2. En ce qui concerne l’article du 6 juin 1991, M. Normand a nommé un certain nombre d’employés ayant des liens parentaux avec des personnes en autorité. Puisqu’il a choisi et pris la responsabilité de le faire, le Conseil déplore qu’il n’ait pas indiqué pourquoi il n’a pas rapporté leur version des faits. Par ailleurs, le Conseil n’est pas en mesure d’évaluer si M. Normand a fait ou non des démarches suffisamment poussées pour rejoindre les personnes mises en cause.

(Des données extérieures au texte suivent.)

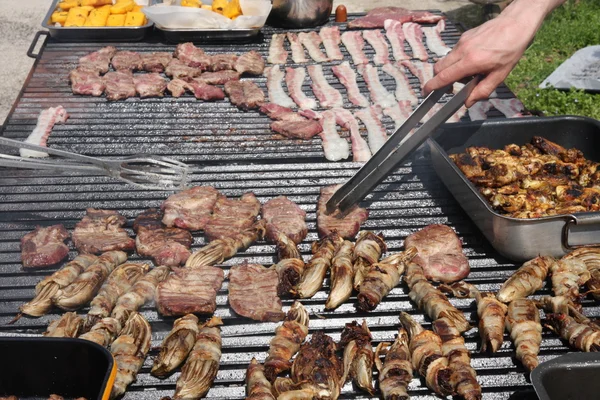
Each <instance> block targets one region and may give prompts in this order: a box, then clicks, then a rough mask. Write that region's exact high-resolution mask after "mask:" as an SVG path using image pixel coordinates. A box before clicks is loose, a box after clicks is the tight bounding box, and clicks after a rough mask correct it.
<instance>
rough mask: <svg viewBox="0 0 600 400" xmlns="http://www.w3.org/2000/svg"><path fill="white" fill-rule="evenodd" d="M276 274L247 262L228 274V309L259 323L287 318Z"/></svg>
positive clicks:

3. En ce qui concerne les titres des articles du 6 juin et du 18 juillet, le Conseil ne retient pas le grief de la plaignante selon lequel ceux-ci s’avéraient sensationnels. Le Conseil est d’avis que ces titres sont conformes au contenu des articles qu’ils coiffaient.
4. Le Conseil ne retient pas non plus le grief de la plaignante comme quoi le journaliste a utilisé dans ces articles des termes tendancieux, propres à la discréditer aux yeux du public. Le Conseil n’a pas relevé de termes de cette nature dans lesdits articles.
5. Quant à l’emplacement accordé aux différents articles par La Presse, que la plaignante juge exagérément visible, le Conseil ne saurait adresser de reproche au journal à cet égard. En vertu de leur liberté rédactionnelle, les médias sont libres de leurs choix en la matière. Le Conseil a toujours reconnu cette prérogative.
En conclusion, et malgré ce qui est déploré au deuxième point de la présente décision, le Conseil ne peut conclure, à l’instar de la plaignante, que La Presse et le journaliste Gilles Normand ont accordé un traitement partial à la question de l’embauche de personnel ayant des liens de parenté avec des personnes en autorité à la Régie des rentes du Québec.
Analyse de la décision
- C02A Choix et importance de la couverture
- C03D Emplacement/visibilité de l’information
- C12C Absence d’une version des faits
- C13A Partialité
- C14A Sensationnalisme/exagération/insistance indue
- C17C Injure
Date de l’appel
12 April 1994
Appelant
Mme Lucille
St-Hilaire (employée, Régie des rentes du Québec [RRQ])
Décision en appel
Après étude, les
membres de la commission d’appel ont jugé qu’il n’y avait pas lieu de rouvrir
ce dossier et ils ont convenu à l’unanimité de rejeter l’appel et de maintenir
intégralement la décision du tribunal d’honneur.
Griefs pour l’appel
Mme Lucille
St-Hilaire a interjeté appel de cette décision.